No matter how one tells the story, the very existence of the family I love today required a stranger’s sacrifice. It came at the cost, I imagine, of a young woman’s future plans—whatever they might have been—suddenly undergoing a tectonic shift. It is possible that adoption was her Plan A, despite the story we grew up hearing. Or maybe she wanted to keep her baby, but her parents pressured her into a different decision. Given the community she lived in and her limited geographic access to abortion services, it’s possible that her sacrifice was unwilling. If it were, would knowing the end of the story change anything for her? Would seeing a snapshot of her son today, playfully launching his kids into the air at our neighborhood pool, make it all seem worth it?

These days, considering that my brother’s mother might have bravely endured a set of circumstances she never wanted because she had no other choice sends my emotions spinning wildly. I move through anger, indignation, and sorrow for the circumstances she faced, for the personal agency she might have been denied, for the losses my brother and she have always had to live with, for the persistent grief that comes from severing a primal relationship. But the spinning can stop in only one place: gratitude for the abortion she did not receive, for the brother that I have. For the family that we’ve made.


My youngest daughter, also adopted, sat beside her Uncle Will on the curb outside his house one day this spring. She is 10, grappling more and more with the fact that she doesn’t look like us. For weeks, she’d been dissecting our family tree and figuring out how everyone fit together. That day she’d settled on testing the waters of her own belonging by poking at her uncle.

“You’re not my real uncle,” she said, keeping her voice falsely nonchalant and tossing her head so that her long black hair fell to cover half her face. “Because you’re not my mom’s real brother.” Will quickly glanced up and caught my eye. We both heard what she was saying between the lines about herself and her place with us. He knew better than I ever could what she was feeling, so I stayed quiet and let him respond.

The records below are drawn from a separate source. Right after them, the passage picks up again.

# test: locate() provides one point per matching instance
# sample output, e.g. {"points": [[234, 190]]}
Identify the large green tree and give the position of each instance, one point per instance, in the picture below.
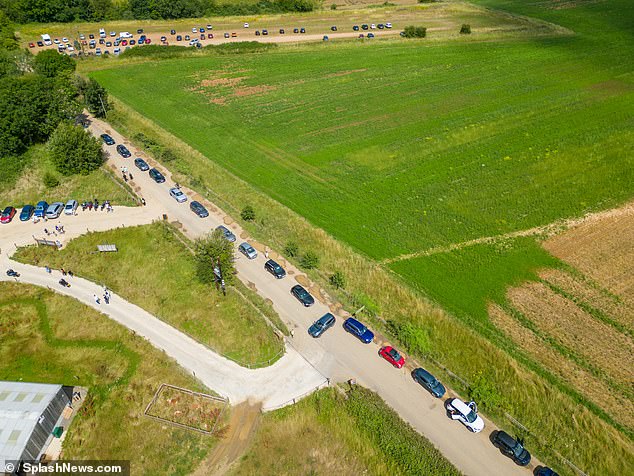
{"points": [[74, 150], [210, 250]]}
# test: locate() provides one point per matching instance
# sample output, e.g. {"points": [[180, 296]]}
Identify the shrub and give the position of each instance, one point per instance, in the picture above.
{"points": [[338, 280], [50, 180], [291, 249], [209, 250], [415, 32], [74, 150], [248, 213], [310, 260]]}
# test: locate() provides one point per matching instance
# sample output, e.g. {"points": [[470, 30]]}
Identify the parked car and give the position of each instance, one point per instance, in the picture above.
{"points": [[275, 269], [7, 214], [156, 176], [70, 207], [302, 295], [429, 382], [227, 233], [465, 413], [247, 250], [123, 151], [511, 447], [198, 209], [40, 209], [321, 325], [545, 471], [178, 195], [358, 330], [54, 210], [107, 139], [390, 354], [27, 212], [141, 164]]}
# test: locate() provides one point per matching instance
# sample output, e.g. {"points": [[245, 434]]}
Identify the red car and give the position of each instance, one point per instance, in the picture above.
{"points": [[392, 356], [7, 215]]}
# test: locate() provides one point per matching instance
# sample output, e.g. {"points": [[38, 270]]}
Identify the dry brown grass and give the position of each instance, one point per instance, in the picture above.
{"points": [[600, 344], [583, 381], [620, 311], [603, 249]]}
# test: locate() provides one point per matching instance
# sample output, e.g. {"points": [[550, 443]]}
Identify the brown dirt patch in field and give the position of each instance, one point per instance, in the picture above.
{"points": [[602, 249], [583, 381], [599, 344], [609, 305]]}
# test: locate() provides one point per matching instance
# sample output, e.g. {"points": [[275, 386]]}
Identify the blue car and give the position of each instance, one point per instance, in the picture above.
{"points": [[27, 212], [40, 209], [358, 330], [321, 325]]}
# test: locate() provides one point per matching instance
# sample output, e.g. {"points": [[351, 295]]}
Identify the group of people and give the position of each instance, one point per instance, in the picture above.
{"points": [[95, 205], [106, 296]]}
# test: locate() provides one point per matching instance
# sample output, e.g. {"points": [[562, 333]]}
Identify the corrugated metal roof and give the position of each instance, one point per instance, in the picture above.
{"points": [[21, 405]]}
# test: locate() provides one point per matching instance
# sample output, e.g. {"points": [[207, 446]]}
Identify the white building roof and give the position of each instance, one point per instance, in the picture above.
{"points": [[21, 405]]}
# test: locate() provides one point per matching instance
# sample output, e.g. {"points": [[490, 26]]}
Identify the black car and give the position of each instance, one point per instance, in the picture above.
{"points": [[123, 151], [156, 176], [302, 295], [275, 269], [428, 381], [512, 448], [321, 325], [198, 209], [107, 139], [141, 164]]}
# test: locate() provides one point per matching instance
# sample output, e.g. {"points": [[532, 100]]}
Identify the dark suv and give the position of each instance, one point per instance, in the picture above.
{"points": [[275, 269], [123, 151], [512, 448], [321, 325], [302, 295], [156, 176]]}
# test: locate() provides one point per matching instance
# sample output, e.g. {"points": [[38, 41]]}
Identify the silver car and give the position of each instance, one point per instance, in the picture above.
{"points": [[70, 207], [179, 196], [247, 250], [54, 210]]}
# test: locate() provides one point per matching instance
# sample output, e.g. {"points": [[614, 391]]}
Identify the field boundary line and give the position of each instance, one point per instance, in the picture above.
{"points": [[548, 230]]}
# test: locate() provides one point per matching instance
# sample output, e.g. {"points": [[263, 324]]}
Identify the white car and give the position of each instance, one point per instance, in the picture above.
{"points": [[179, 196], [247, 250], [465, 413]]}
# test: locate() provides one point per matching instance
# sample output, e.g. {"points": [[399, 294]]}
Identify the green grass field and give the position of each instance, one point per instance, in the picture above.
{"points": [[397, 147], [326, 434], [155, 271], [53, 339]]}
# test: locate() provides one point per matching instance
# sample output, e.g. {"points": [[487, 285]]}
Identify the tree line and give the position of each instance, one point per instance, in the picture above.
{"points": [[40, 101], [64, 11]]}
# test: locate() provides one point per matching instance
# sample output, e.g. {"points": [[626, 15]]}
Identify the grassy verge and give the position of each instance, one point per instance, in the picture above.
{"points": [[24, 182], [53, 339], [155, 271], [327, 433]]}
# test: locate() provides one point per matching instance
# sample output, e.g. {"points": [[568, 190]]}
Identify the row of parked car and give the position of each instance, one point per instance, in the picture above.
{"points": [[465, 412], [41, 210]]}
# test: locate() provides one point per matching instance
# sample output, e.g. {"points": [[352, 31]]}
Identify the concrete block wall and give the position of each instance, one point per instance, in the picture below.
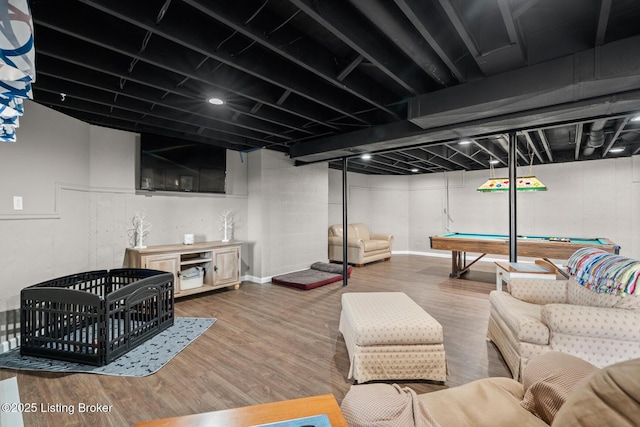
{"points": [[287, 214]]}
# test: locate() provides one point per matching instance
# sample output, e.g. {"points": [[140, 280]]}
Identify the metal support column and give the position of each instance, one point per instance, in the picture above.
{"points": [[345, 224], [513, 184]]}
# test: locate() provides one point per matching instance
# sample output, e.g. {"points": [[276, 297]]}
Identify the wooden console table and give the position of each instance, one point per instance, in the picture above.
{"points": [[219, 263], [259, 414]]}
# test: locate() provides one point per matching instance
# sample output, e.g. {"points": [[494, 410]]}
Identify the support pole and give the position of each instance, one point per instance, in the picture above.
{"points": [[513, 185], [345, 224]]}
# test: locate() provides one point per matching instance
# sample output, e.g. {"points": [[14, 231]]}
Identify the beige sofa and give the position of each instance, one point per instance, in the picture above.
{"points": [[559, 390], [362, 246], [537, 315]]}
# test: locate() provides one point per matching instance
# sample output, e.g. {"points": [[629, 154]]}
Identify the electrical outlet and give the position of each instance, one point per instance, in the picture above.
{"points": [[17, 203]]}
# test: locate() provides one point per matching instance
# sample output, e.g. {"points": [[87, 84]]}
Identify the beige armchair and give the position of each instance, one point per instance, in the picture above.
{"points": [[362, 247]]}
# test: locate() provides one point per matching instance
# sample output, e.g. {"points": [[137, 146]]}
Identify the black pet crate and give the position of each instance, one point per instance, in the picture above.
{"points": [[95, 317]]}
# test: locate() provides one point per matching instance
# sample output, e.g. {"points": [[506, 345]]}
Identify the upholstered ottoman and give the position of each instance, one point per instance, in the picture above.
{"points": [[390, 337]]}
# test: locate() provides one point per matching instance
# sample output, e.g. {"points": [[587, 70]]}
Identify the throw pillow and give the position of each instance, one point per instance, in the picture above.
{"points": [[549, 379], [611, 397]]}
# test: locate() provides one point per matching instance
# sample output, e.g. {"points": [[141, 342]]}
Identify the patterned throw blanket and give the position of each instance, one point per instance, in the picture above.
{"points": [[603, 272]]}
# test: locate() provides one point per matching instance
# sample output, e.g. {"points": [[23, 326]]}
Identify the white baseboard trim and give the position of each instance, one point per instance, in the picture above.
{"points": [[9, 344], [263, 280]]}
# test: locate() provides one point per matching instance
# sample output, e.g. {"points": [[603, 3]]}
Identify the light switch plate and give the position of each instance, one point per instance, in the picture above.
{"points": [[17, 203]]}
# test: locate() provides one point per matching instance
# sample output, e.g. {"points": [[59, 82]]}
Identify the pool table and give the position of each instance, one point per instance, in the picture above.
{"points": [[528, 246]]}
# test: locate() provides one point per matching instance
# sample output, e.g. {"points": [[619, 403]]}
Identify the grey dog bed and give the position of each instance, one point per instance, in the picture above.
{"points": [[319, 274]]}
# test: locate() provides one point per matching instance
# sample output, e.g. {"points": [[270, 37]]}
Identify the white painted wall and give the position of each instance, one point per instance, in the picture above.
{"points": [[78, 186], [287, 214], [599, 198]]}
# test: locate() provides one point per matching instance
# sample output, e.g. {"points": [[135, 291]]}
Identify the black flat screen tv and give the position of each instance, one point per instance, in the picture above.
{"points": [[170, 164]]}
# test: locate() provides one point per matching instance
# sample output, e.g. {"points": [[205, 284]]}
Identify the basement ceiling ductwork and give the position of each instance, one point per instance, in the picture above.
{"points": [[596, 137], [320, 80]]}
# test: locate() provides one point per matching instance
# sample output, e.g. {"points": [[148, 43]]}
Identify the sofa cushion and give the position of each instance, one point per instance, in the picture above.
{"points": [[549, 379], [384, 405], [538, 291], [374, 245], [361, 231], [489, 402], [522, 318], [611, 397]]}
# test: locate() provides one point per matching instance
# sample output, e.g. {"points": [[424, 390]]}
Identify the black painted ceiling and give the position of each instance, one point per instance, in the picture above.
{"points": [[319, 80]]}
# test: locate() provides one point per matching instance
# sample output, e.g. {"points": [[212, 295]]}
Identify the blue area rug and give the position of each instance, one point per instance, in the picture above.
{"points": [[143, 360]]}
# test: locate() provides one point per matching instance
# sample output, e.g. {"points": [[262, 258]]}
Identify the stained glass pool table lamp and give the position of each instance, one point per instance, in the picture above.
{"points": [[524, 183]]}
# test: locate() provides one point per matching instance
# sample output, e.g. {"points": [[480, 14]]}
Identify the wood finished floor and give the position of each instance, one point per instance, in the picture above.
{"points": [[274, 343]]}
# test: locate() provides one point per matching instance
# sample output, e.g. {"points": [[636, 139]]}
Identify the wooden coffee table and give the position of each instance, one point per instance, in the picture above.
{"points": [[259, 414]]}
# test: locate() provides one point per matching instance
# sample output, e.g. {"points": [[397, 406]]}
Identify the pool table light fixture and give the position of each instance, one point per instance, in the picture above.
{"points": [[525, 183]]}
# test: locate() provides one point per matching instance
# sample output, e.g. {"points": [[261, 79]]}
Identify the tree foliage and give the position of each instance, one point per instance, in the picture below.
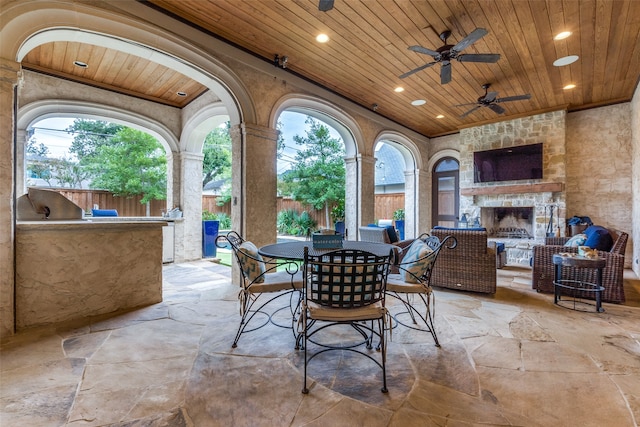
{"points": [[89, 136], [317, 178], [130, 163], [217, 155]]}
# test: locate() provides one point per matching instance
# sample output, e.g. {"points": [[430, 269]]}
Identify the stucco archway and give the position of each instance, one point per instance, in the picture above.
{"points": [[412, 160], [351, 136]]}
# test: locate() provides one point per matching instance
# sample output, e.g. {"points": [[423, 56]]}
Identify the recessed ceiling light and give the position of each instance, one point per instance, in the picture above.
{"points": [[561, 62], [563, 35]]}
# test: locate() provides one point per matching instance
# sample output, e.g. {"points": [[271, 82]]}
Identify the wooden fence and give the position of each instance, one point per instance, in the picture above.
{"points": [[385, 205]]}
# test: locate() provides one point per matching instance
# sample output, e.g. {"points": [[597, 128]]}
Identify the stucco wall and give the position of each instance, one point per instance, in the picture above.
{"points": [[635, 179]]}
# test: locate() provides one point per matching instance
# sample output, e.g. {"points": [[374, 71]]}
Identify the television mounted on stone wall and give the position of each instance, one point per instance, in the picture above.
{"points": [[508, 164]]}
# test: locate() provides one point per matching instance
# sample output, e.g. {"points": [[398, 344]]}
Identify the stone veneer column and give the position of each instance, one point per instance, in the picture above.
{"points": [[254, 173], [366, 185], [188, 244], [9, 77], [351, 211]]}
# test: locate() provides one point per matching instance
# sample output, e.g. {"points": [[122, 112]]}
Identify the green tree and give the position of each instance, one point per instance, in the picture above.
{"points": [[89, 135], [130, 163], [217, 155], [317, 178], [38, 162]]}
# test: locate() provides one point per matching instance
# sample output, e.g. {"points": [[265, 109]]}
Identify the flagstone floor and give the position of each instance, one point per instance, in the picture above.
{"points": [[509, 359]]}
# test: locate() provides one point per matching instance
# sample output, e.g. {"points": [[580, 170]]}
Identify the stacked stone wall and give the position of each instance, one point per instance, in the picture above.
{"points": [[549, 129]]}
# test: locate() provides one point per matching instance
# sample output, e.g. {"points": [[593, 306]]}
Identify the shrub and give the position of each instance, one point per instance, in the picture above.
{"points": [[286, 220], [223, 218]]}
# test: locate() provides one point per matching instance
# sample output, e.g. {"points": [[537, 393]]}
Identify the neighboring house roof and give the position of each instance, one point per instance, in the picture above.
{"points": [[216, 186], [389, 166]]}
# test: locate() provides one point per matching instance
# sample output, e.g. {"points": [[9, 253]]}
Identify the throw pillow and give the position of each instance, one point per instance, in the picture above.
{"points": [[577, 240], [391, 232], [251, 262], [598, 238], [416, 261]]}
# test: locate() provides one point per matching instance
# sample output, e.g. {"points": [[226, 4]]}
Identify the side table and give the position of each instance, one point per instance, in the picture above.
{"points": [[578, 288]]}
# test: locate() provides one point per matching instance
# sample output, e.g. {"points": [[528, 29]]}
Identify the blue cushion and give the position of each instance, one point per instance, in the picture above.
{"points": [[439, 227], [104, 212], [598, 238], [577, 240], [391, 232]]}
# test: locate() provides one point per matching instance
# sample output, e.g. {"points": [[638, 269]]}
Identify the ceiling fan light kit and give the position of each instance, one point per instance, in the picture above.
{"points": [[447, 52]]}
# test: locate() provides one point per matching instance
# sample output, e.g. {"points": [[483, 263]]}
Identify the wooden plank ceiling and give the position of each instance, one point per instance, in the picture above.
{"points": [[368, 50]]}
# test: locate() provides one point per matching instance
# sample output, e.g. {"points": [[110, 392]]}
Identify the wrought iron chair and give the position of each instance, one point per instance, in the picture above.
{"points": [[345, 287], [259, 277], [414, 281]]}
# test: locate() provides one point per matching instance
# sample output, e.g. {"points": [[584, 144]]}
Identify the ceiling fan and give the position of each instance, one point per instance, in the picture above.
{"points": [[491, 100], [447, 52]]}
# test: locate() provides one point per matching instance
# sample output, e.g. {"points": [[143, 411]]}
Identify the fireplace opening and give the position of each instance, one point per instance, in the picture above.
{"points": [[509, 222]]}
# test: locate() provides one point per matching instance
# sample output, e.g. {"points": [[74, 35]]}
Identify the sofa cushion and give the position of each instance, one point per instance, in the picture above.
{"points": [[577, 240], [416, 261], [598, 238], [252, 263]]}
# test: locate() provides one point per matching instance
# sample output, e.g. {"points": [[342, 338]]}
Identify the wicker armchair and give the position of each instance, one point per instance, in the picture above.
{"points": [[543, 268], [471, 266]]}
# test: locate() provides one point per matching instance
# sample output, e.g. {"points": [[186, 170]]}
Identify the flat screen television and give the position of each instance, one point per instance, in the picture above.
{"points": [[508, 164]]}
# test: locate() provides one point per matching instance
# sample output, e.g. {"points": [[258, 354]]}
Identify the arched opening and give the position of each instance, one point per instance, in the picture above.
{"points": [[445, 193]]}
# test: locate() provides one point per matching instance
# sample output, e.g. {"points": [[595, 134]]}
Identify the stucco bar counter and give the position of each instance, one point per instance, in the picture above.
{"points": [[67, 270]]}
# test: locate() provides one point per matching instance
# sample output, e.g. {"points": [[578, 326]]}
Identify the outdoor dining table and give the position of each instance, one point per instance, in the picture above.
{"points": [[295, 250]]}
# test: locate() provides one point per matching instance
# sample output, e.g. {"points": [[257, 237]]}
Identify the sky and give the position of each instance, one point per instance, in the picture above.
{"points": [[51, 133]]}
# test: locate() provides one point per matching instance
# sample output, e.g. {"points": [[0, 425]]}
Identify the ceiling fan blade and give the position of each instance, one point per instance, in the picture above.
{"points": [[514, 98], [479, 57], [324, 5], [495, 107], [470, 111], [464, 105], [424, 50], [445, 73], [415, 70], [490, 97], [475, 35]]}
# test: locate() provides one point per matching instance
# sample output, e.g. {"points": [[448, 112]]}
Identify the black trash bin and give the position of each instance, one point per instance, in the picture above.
{"points": [[209, 234]]}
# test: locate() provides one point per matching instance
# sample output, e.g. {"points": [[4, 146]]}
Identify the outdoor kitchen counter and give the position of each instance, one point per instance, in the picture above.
{"points": [[72, 269]]}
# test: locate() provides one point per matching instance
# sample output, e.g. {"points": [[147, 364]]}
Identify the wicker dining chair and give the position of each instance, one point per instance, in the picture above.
{"points": [[345, 287], [413, 281], [258, 278]]}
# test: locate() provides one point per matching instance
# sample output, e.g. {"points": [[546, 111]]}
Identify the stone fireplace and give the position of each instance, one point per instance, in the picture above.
{"points": [[509, 222], [517, 213]]}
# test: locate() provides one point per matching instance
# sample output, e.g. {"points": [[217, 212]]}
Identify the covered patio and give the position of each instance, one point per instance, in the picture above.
{"points": [[171, 364]]}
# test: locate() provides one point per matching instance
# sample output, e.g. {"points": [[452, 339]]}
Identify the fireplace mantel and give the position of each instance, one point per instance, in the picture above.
{"points": [[542, 187]]}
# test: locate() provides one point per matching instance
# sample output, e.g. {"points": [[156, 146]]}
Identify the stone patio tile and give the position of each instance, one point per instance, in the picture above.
{"points": [[496, 352], [558, 399], [163, 338], [629, 385], [554, 357]]}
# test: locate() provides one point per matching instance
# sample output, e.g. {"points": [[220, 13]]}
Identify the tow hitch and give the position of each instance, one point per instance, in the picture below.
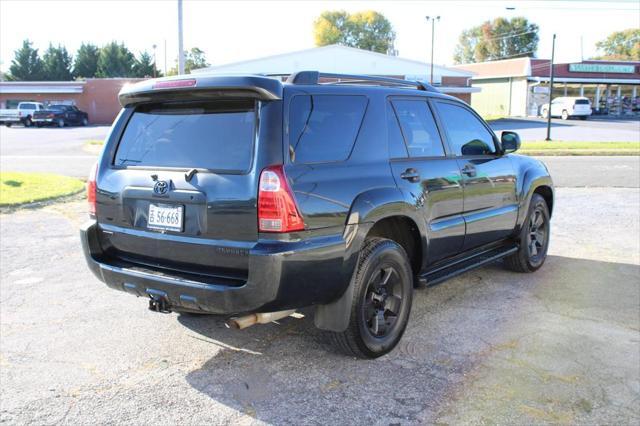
{"points": [[159, 304]]}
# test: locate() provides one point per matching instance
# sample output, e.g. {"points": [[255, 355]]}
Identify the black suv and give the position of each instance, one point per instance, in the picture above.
{"points": [[251, 197]]}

“Hey,” his voice softened as he leaned over to gently bump her shoulder with his. She didn’t budge. He playfully kicked her cheetah-print Converse with his mud-caked work boot and she finally looked up to catch his eye. “I’m here, aren’t I? Doesn’t get more real than that.” I looked up at the sky and blinked back tears. His voice, gentled by his West Texas drawl and infinitely tender heart, landed like rain on the brittle places.